Minggu, 19 Juni 2016

The diagram I wish to build that will ultimately help design a bridge to understanding the concomitant role of H. pylori in Sjogrens syndrome knows today an enhancement. But let me summarise a bit of what was revealed on my last post:

  • Chronic gastric inflammation with high prevalence of serum titers of H. pylori causing mucosal atrophy is seen in ~ 80% of patients with Sjogrens syndrome;
  • Patients with other connective tissue diseases do not reveal this anti-H. pylori antibodies relationship;
  • However, biopsy results do not present an etiological link between H. pylori and Sjogrens patients; nevertheless, there might be genetic/infection differences from country to country;
  • Correlation between H. pylori infection of the gastric mucosa and anti-H. pylori IgG serum titers has been revealed;
  • Infection by H. pylori and disturbance of immunological mechanisms in Sjogrens syndrome patients may trigger a network of local and systemic reactions.
What else is there available in the literature that can support the concomitant role of H. pylori in the perturbed chain of responses typical of Sjogrens syndrome? 

The quite old discovery by Freimark et al (1989) that shows high serum levels of IL-8 (small signalling protein secreted by epithelial cells, macrophages, smooth muscle cells or even endothelial cells) [1] responding to alterations in the body system. The same pattern is also seen with increased levels of TNF-alpha, another signalling protein present in systemic inflammation and secreted by, for example, activated macrophages [1]. The elevated serum levels of both IL-8 and TNF-alpha reported by Freimark et al (1989) takes place in asymptomatic H. pylori patients who also show signs of increased gastrin (a peptide hormone that stimulates production of HCl in the stomach, duodenum and pancreas. 

As Miedany et al (2005) so well states, this direct relationship can help explain, in the future, if this bacteria is responsible for inducing Sjogrens or maintaining typical Sjogrens responses in the autoimmune scenario of the disease.
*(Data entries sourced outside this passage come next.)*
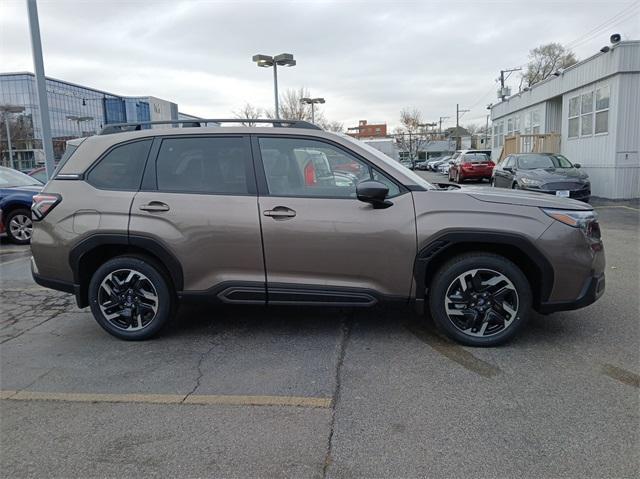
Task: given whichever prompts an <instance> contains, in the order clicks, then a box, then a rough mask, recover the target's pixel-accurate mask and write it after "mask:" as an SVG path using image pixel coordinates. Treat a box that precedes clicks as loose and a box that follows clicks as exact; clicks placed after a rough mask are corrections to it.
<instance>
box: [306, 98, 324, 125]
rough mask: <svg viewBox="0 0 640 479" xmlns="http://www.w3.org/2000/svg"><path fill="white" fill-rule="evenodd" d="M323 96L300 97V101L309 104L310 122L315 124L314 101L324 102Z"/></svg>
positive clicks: (315, 113) (318, 102)
mask: <svg viewBox="0 0 640 479" xmlns="http://www.w3.org/2000/svg"><path fill="white" fill-rule="evenodd" d="M324 102H325V100H324V98H306V97H305V98H300V103H305V104H307V105H311V123H313V124H314V125H315V123H316V109H315V106H316V103H324Z"/></svg>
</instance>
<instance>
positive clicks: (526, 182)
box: [520, 178, 542, 186]
mask: <svg viewBox="0 0 640 479" xmlns="http://www.w3.org/2000/svg"><path fill="white" fill-rule="evenodd" d="M520 181H522V184H523V185H526V186H540V185H542V181H540V180H534V179H531V178H521V179H520Z"/></svg>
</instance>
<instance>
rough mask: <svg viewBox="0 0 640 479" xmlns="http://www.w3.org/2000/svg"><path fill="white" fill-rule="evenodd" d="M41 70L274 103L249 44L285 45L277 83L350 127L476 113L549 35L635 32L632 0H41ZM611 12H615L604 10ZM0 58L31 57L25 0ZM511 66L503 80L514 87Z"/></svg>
mask: <svg viewBox="0 0 640 479" xmlns="http://www.w3.org/2000/svg"><path fill="white" fill-rule="evenodd" d="M38 5H39V14H40V26H41V31H42V43H43V49H44V62H45V71H46V74H47V76H51V77H54V78H59V79H63V80H67V81H70V82H74V83H80V84H83V85H87V86H92V87H94V88H98V89H102V90H106V91H109V92H112V93H116V94H119V95H125V96H135V95H152V96H156V97H160V98H163V99H166V100H170V101H174V102H176V103H178V105H179V109H180V111H183V112H185V113H191V114H194V115H199V116H204V117H227V116H230V115H231V114H232V111H233V110H238V109H240V108H241V107H242V105H244V103H246V102H250V103H252V104H254V105H256V106H259V107H269V108H271V107H272V104H273V93H272V92H273V90H272V88H273V83H272V72H271V70H270V69H262V68H257V67H256V66H255V64H254V63H252V62H251V57H252V55H254V54H256V53H264V54H270V55H273V54H278V53H282V52H288V53H293V54H294V56H295V58H296V60H297V62H298V65H297V66H295V67H293V68H286V69H284V68H283V69H281V70H279V73H280V74H279V80H280V88H281V90H283V89H286V88H296V87H301V86H304V87H307V88H308V89H309V90H310V91H311V93H312V95H313V96H323V97H325V98H326V100H327V103H326V105H325V106H324V113H325V116H326V117H327V118H328V119H331V120H338V121H340V122H343V123H344V124H345V127H347V126H352V125H354V124H356V123H357V121H358V120H359V119H368V120H370V121H371V120H382V121H385V122H387V123H388V124H389V125H395V124H397V122H398V116H399V111H400V110H401V109H402V108H403V107H415V108H417V109H419V110H420V111H421V112H422V113H423V117H424V120H425V121H437V120H438V118H439V117H440V116H449V117H451V119H450V120H448V123H447V126H448V125H451V124H455V106H456V103H460V105H461V108H470V109H471V112H469V113H467V114H465V116H464V118H463V119H462V120H461V123H462V124H466V123H468V122H477V123H484V118H485V116H484V115H485V114H486V110H485V107H486V105H487V104H488V103H490V102H493V101H495V97H496V88H497V84H496V82H495V80H496V78H497V77H498V75H499V71H500V69H502V68H509V67H515V66H519V65H522V64H524V63H525V62H526V61H527V54H528V51H529V50H530V49H531V48H534V47H535V46H537V45H540V44H542V43H546V42H551V41H556V42H560V43H563V44H568V45H571V46H573V51H574V52H575V53H576V54H577V56H578V57H579V58H580V59H582V58H586V57H588V56H590V55H592V54H594V53H595V52H597V51H598V50H599V49H600V47H602V46H603V45H605V44H607V43H608V41H609V40H608V38H609V35H610V34H611V33H614V32H619V33H621V34H622V36H623V38H626V39H640V16H639V15H640V2H638V1H637V0H636V1H630V0H625V1H615V0H607V1H553V2H550V1H539V0H527V1H515V0H514V1H451V0H450V1H445V2H435V1H391V0H387V1H371V0H369V1H353V0H352V1H338V2H329V1H311V0H307V1H296V2H282V1H240V0H236V1H177V0H174V1H160V0H154V1H62V0H55V1H52V0H49V1H45V0H40V1H39V2H38ZM609 20H610V21H609ZM0 71H2V72H8V71H33V62H32V59H31V46H30V43H29V32H28V19H27V9H26V0H0ZM516 75H517V74H514V76H513V77H512V79H511V80H510V82H509V83H510V84H511V85H512V86H513V89H514V91H517V85H518V81H517V80H516Z"/></svg>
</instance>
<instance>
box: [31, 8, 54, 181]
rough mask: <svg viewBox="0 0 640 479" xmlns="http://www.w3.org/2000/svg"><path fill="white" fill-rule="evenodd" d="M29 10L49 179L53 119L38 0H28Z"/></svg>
mask: <svg viewBox="0 0 640 479" xmlns="http://www.w3.org/2000/svg"><path fill="white" fill-rule="evenodd" d="M27 10H28V11H29V30H30V31H31V49H32V51H33V67H34V70H35V75H36V91H37V92H38V107H39V110H40V126H41V127H42V146H43V148H44V165H45V170H46V172H47V179H49V178H51V176H52V175H53V170H54V169H55V164H54V157H53V140H52V138H51V119H50V118H49V104H48V103H47V86H46V79H45V76H44V61H43V60H42V41H41V39H40V24H39V23H38V5H37V4H36V0H27Z"/></svg>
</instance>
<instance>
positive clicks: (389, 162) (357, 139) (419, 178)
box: [336, 133, 436, 190]
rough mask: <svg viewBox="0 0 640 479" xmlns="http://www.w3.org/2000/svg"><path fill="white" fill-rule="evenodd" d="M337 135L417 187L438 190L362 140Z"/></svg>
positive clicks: (379, 150) (354, 138)
mask: <svg viewBox="0 0 640 479" xmlns="http://www.w3.org/2000/svg"><path fill="white" fill-rule="evenodd" d="M336 134H337V135H338V136H340V137H341V138H343V139H345V140H348V141H350V142H351V143H354V144H356V145H358V146H359V147H360V148H362V149H364V150H366V151H367V152H368V153H371V154H372V155H374V156H375V157H376V158H378V159H379V160H381V161H383V162H384V163H385V164H386V165H387V166H388V167H389V168H390V169H392V170H395V171H397V172H398V173H400V174H403V175H404V176H407V177H409V178H410V179H411V180H412V181H413V182H414V183H415V184H416V185H420V186H422V187H423V188H426V189H428V190H435V189H436V187H435V186H433V185H432V184H431V183H429V182H428V181H427V180H425V179H424V178H422V177H421V176H419V175H417V174H416V173H414V172H413V171H411V170H409V169H407V168H405V167H404V166H402V165H401V164H400V163H399V162H397V161H395V160H394V159H393V158H390V157H389V156H387V155H385V154H384V153H382V152H381V151H380V150H376V149H375V148H374V147H373V146H371V145H368V144H367V143H365V142H363V141H360V140H358V139H356V138H353V137H351V136H349V135H345V134H343V133H336Z"/></svg>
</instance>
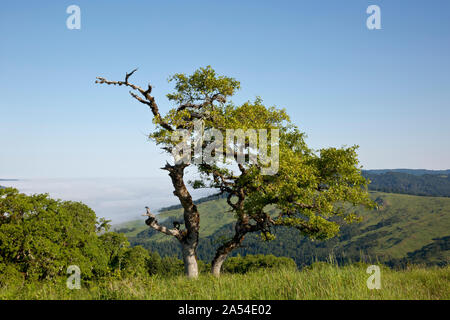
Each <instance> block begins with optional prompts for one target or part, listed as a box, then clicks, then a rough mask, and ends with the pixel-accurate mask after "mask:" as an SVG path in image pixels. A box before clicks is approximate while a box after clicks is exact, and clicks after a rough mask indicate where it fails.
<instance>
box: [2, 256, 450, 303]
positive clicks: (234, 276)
mask: <svg viewBox="0 0 450 320" xmlns="http://www.w3.org/2000/svg"><path fill="white" fill-rule="evenodd" d="M368 277H369V275H368V274H367V273H366V266H365V265H362V264H360V265H351V266H345V267H336V266H333V265H329V264H318V265H315V266H313V267H312V268H308V269H304V270H302V271H294V270H284V269H280V270H274V271H271V272H267V271H266V270H258V271H255V272H251V273H247V274H224V275H222V276H221V277H220V278H218V279H217V278H215V277H213V276H211V275H209V274H202V275H200V277H199V279H198V280H195V281H193V280H189V279H186V278H185V277H184V276H178V277H158V276H152V277H146V278H131V279H122V280H115V279H103V280H102V281H96V282H94V283H92V282H91V283H84V282H83V283H82V288H81V289H80V290H69V289H67V287H66V278H64V279H60V281H57V282H56V283H55V282H54V281H48V282H44V281H42V282H39V283H30V284H25V285H19V286H12V287H0V299H1V300H4V299H102V300H105V299H109V300H117V299H121V300H122V299H169V300H171V299H175V300H193V299H205V300H214V299H225V300H229V299H250V300H255V299H274V300H285V299H334V300H340V299H421V300H422V299H439V300H444V299H450V267H445V268H428V269H421V268H413V269H408V270H404V271H394V270H391V269H387V268H382V269H381V289H379V290H369V289H368V288H367V285H366V282H367V279H368Z"/></svg>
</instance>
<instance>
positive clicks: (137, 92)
mask: <svg viewBox="0 0 450 320" xmlns="http://www.w3.org/2000/svg"><path fill="white" fill-rule="evenodd" d="M136 70H137V69H135V70H133V71H131V72H130V73H126V75H125V80H124V81H110V80H107V79H105V78H103V77H97V80H96V81H95V82H96V83H100V84H107V85H118V86H127V87H129V88H131V89H132V90H134V92H133V91H130V94H131V96H132V97H133V98H135V99H136V100H138V101H139V102H141V103H143V104H145V105H147V106H149V107H150V110H151V111H152V113H153V116H154V119H155V120H156V123H157V124H159V125H160V126H161V127H162V128H164V129H166V130H168V131H170V132H173V131H174V130H175V129H174V128H173V127H172V126H171V125H170V124H169V123H167V122H166V121H165V120H163V118H162V117H161V115H160V113H159V108H158V105H157V104H156V101H155V98H154V97H153V96H151V92H152V86H151V85H150V84H149V85H148V88H147V89H146V90H144V89H143V88H141V87H140V86H137V85H135V84H132V83H130V82H128V80H129V78H130V76H132V75H133V73H134V72H136ZM137 93H138V94H140V96H139V95H138V94H137ZM219 98H220V97H214V99H216V100H217V99H219ZM208 101H209V100H208ZM211 102H212V101H209V102H208V103H211ZM205 103H207V102H206V101H205ZM186 107H189V106H186ZM164 149H165V150H166V151H168V152H170V151H171V150H170V147H166V148H164ZM187 166H188V165H187V164H175V165H170V164H166V166H165V167H164V168H162V169H164V170H167V171H169V176H170V178H171V179H172V185H173V187H174V189H175V191H174V192H173V193H174V195H175V196H177V197H178V199H179V200H180V203H181V205H182V206H183V208H184V224H185V227H186V230H178V229H176V228H175V229H169V228H167V227H164V226H161V225H160V224H158V221H157V220H156V217H155V216H153V215H149V218H148V219H147V220H146V221H145V223H146V224H147V225H148V226H149V227H151V228H153V229H155V230H157V231H159V232H162V233H164V234H167V235H171V236H173V237H175V238H177V239H178V241H180V243H181V246H182V252H183V260H184V265H185V271H186V275H187V276H188V277H193V278H195V277H197V276H198V265H197V257H196V255H197V246H198V238H199V228H200V215H199V213H198V210H197V206H196V205H195V204H194V202H193V201H192V197H191V195H190V193H189V191H188V189H187V188H186V185H185V184H184V169H185V168H186V167H187Z"/></svg>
On the other hand we have a very interesting link between H. pylori infection and how long the disease actually lasts. The really curious fact is that presented by Fiocca et al (1994) disclosing that H. pylori antigens might be acting as antigen presenting cells recognised by lymphocytes [2]. Hence and in very simple terms, if H. pylori is still present, the organism still maintains an immunological response and the systemic inflammation is pursued. A vicious cycle indeed!

Most importantly, what I take from all this is that eradication of H. pylori might be adequate to alleviate Sjogrens or simply reduce the inflammatory response levels. Especially in avoiding lymphomas [3], a trait somewhat common in Sjogrens patients. 

See you soon in another interesting building of my diagram up there on the concomitant role of H. pylori in sjogrens syndrome. Please contribute with your findings, comments and own experiences.

[1] Freimark, B., Fantozzi, R., Bone, R., Bordin, G., Fox, R. (1989). "Detection of clonally expanded salivary gland lymphocytes in Sjogrens syndrome". Arthritis Rheumatology, 32(7), pp. 859-869.

[2] Fiocca, R., Luinetti, O, Villani, L., Chiaravalli, A., Capella, C., Solcia, E. (1994). "Epithelial cytotoxicity, immune response and inflammatory components of H. pylori gastritis". Scandinavian Journal of Gastroenterology, 205, pp. 11-16.

[3] Nardone, G (2000). "Risk Factor of Cancer Development in Helicobacter pylori". Digestive Liver Diseases, 32(suppl 3), pp. S190-S192.